ISSN 2359-5191

29/04/2011 - Ano: 44 - Edição Nº: 17 - Sociedade - Instituto de Relações Internacionais
Professor convidado discute a primavera árabe no IRI

São Paulo (AUN - USP) - O professor do Departamento de Letras Orientais da Faculdade de Filosofia, Letras e Ciências Humanas da USP (FFLCH), Paulo Farah, dividiu seus pensamentos e suas experiências sobre o mundo árabe na palestra “A Primavera Árabe: possibilidades e limites dos movimentos recentes”, realizada pelo Instituto de Relações Internacionais da USP (IRI).

Farah é professor de literatura árabe e também leciona história na pós-graduação. É diretor da BibliASPA, que é a biblioteca e o centro de pesquisa do grupo de países da Aspa (América do Sul – Países Árabes). Além disso, fez pós-graduação em países árabes, adquirindo vasta experiência na região.

Os movimentos atuais nos países árabes não são fenômenos isolados na opinião do pesquisador. Esse tipo de mobilização vem acontecendo nas últimas décadas. “A ideia de primavera árabe é importante, mas já houve outras primaveras em diversos países árabes. Há tentativas várias de movimentos”, diz ele.

O grupo de países árabes compreende 22 países e, atualmente, Líbia, Egito, Tunísia, Síria, Jordânia, Iraque, Argélia, Marrocos, Sudão, Omã e Mauritânia são os países palco de manifestações populares, segundo Farah.
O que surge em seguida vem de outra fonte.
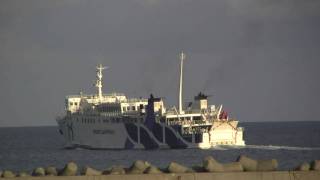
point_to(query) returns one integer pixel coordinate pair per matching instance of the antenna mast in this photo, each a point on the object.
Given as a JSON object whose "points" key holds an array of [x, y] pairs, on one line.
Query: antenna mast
{"points": [[99, 80], [182, 57]]}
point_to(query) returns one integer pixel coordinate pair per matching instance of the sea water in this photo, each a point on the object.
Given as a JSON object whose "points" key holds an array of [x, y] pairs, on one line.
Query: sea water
{"points": [[291, 143]]}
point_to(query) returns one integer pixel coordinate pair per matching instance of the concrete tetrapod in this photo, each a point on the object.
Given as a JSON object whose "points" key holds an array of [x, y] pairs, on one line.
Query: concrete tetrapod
{"points": [[315, 165], [138, 167], [247, 163], [70, 169], [23, 174], [211, 165], [116, 170], [303, 167], [51, 171], [153, 170], [88, 171], [8, 174], [178, 168], [39, 171], [267, 165]]}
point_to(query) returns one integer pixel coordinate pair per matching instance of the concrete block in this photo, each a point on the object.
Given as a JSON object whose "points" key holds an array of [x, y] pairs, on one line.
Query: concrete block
{"points": [[178, 168], [51, 171], [247, 163], [267, 165], [315, 165], [39, 171], [70, 169], [8, 174], [23, 174], [116, 170], [211, 165], [88, 171], [138, 167], [153, 170], [233, 167], [303, 167]]}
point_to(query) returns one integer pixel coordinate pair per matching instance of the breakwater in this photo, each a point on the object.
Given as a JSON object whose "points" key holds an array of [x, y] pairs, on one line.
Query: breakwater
{"points": [[243, 168]]}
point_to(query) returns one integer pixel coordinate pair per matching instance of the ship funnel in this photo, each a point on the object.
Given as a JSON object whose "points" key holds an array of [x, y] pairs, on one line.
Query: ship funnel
{"points": [[182, 57]]}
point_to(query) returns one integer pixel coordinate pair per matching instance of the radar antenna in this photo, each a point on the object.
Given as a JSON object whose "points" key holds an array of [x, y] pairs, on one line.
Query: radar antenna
{"points": [[182, 57], [99, 83]]}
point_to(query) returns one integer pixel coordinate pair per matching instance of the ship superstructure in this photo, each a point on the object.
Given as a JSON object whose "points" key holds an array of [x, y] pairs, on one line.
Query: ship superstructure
{"points": [[113, 121]]}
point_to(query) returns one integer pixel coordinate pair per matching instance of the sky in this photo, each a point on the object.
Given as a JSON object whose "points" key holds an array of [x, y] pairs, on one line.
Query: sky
{"points": [[259, 58]]}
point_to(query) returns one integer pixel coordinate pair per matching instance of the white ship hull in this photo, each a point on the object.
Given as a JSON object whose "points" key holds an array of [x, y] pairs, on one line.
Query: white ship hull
{"points": [[97, 134]]}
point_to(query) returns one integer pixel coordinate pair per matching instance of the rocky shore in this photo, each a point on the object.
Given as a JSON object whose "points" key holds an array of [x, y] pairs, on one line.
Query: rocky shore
{"points": [[140, 167]]}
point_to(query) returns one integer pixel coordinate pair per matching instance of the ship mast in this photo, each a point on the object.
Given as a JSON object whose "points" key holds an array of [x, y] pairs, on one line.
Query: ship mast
{"points": [[182, 57], [99, 81]]}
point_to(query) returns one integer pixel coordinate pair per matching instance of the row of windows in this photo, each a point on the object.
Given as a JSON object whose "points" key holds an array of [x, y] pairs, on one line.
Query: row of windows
{"points": [[113, 120], [133, 108]]}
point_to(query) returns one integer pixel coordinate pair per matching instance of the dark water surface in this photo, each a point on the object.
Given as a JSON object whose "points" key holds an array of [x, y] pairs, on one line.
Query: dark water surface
{"points": [[290, 142]]}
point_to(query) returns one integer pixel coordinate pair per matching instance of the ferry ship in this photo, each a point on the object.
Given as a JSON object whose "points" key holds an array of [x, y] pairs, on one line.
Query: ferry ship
{"points": [[113, 121]]}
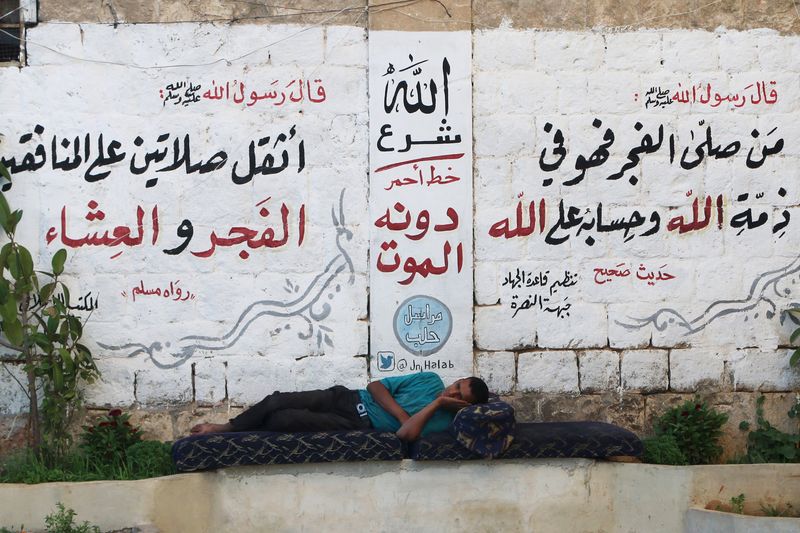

Todos esses movimentos populares ainda estão em aberto e continuam a acontecer. “A busca de perspectivas de melhoria de vida e de uma relação diferente entre governo e sociedade continua forte. É possível utilizar o conceito de revolução permanente, uma revolução que está sempre aberta e não tem um desfecho”, diz ele.

Populações insatisfeitas
Os movimentos mais recentes, com destaque para Líbia e Egito, têm em sua raiz, basicamente a mesma razão de ser. Farah aponta motivações políticas e socioeconômicas para os levantes populares. “Algo que percorre todos esses movimentos populares é a não existência de uma voz que seja ouvida pelos governantes. As tentativas de participação política são sistematicamente negadas”, diz ele.

Entre as questões socioeconômicas destaca-se a pobreza, a desigualdade social, a corrupção, o regimes ditatoriais, o desemprego, a falta de uma educação de qualidade e também questões sanitárias.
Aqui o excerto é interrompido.